Die szenische Umsetzung des schon bei der Uraufführung als nicht geglückt bezeichneten Librettos stellt jeden Regisseur und seinen Bühnenbildner vor nahezu unlösbare Aufgaben. Die Entscheidung für eine konzertante Aufführungsserie (Konzeption: Magdalena Schnitzler) mit lediglich Videoproduktionen (Raphael Kurig und Thomas Mahnecke) und gut durchdachten Lichteffekten (Jakob Bogensperger) ist schon alleine deshalb nachvollziehbar. Obwohl – so wirklich konzertant war der Abend dann doch nicht. Zwar gab es keine Kulissen und das Orchester war nicht wie bei den letzten Produktionen in der Reithalle irgendwo im Bühnenhintergrund positioniert, aber die Sänger hatten ihre Auftritte und Abgänge und konnten immer wieder auch gleichsam szenisch agieren. Nennen wir den Abend also semikonzertant.

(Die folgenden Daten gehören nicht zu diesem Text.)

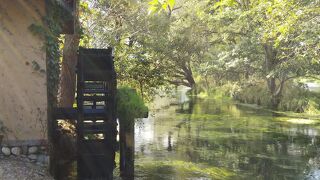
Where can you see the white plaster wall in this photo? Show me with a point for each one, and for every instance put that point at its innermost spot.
(23, 94)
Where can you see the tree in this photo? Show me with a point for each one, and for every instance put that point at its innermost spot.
(274, 31)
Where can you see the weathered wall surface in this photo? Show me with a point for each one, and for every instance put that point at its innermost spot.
(23, 96)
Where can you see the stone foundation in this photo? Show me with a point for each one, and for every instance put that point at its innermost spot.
(31, 151)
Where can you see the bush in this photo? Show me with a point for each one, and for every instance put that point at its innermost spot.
(295, 96)
(129, 104)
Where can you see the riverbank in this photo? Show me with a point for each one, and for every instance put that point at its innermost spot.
(282, 113)
(14, 168)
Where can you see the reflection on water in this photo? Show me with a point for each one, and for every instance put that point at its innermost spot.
(208, 139)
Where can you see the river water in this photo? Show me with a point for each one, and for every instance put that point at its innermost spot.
(217, 139)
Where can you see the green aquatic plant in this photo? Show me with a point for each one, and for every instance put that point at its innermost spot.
(183, 169)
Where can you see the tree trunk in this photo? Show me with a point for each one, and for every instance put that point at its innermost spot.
(270, 64)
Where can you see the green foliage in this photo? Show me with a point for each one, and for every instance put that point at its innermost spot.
(296, 96)
(159, 5)
(129, 105)
(50, 31)
(205, 44)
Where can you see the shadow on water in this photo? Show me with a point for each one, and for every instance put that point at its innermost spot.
(209, 139)
(219, 140)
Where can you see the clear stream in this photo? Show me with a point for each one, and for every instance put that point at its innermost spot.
(210, 139)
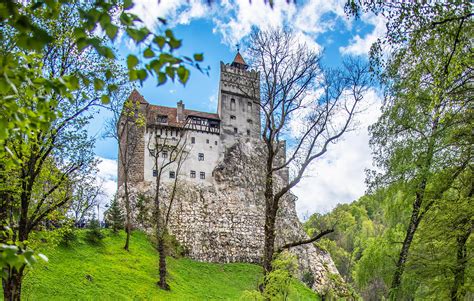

Somit kann sich der Besucher ohne Ablenkung auf die Musik konzentrieren. Und erlebt so eine beinahe Sternstunde des Gärtnerplatztheaters. Die Einschränkung betrifft die problematische Akustik der Reithalle (obwohl diesmal dankenswert ohne Mikros musiziert werden konnte) und die Tatsache, dass der spezifische Stil der französischen Musik zunehmend in Vergessenheit gerät (einmal mehr erinnere ich mich an ein Interview mit einer schon verstorbenen französischen Sängerin, die sich darin schon vor einigen Jahren beklagt hat, dass selbst in Frankreich der typische Gesangstil verloren geht) . Klammert man aber auch als kritischer Musikfreund den zweiten Halbsatz aus, war der Abend ein voller Erfolg. Ohne zu werten beginne ich mit dem Chor, der in dieser Oper zweifellos denselben Stellenwert wie die Solisten hat. Wortdeutlich und musikalisch perfekt einstudiert (Einstudierung: Felix Meybier) boten die Damen und Herren eine Leistung, die den begeisterten Beifall des Publikums ehrlich verdient hat. Levente Páll konnte in der kurzen doch dramaturgisch wichtigen Partie des Nourabad seinen profunden Bass ausdrucksstark einsetzen. Den noch jungen Sänger sollte man im Auge behalten; hier zeigen sich mehr als erste Ansätze einer Karriere. Lucian Krasznec zeigt sich höhensicher als Nadir und lässt immer wieder mit französischer Klangfärbung aufhorchen. Ein ausdrucksstarker Zurga mit voller Stimmkraft ist Mathias Hausmann, den Wienern von vielen Abenden an der Volksoper wohlbekannt. Auch von diesem Haus kennt der Opernfreund Jennifer O´Loughlin, die mit der Leila eine neue Rolle erarbeitet hat, in der sie glänzen kann. Das Duett zwischen ihr und Hausmann im 3.Akt war der unbestrittene Höhepunkt des Abends.

Sebastien Rouland leitete mit Inbrunst die Aufführung, eine leicht gedämpfte Lautstärke hätte dem Orchester zu noch mehr Wohlklang verholfen.

Das Publikum jubelte berechtigt. Schade, dass es lediglich drei Aufführungen gibt.

PS: Wären in Wien die Straßen so schneeglatt wie die Zufahrtsstraße zum Aufführungsort, sämtlich Medien würden die Stadtverwaltung berechtigt prügeln.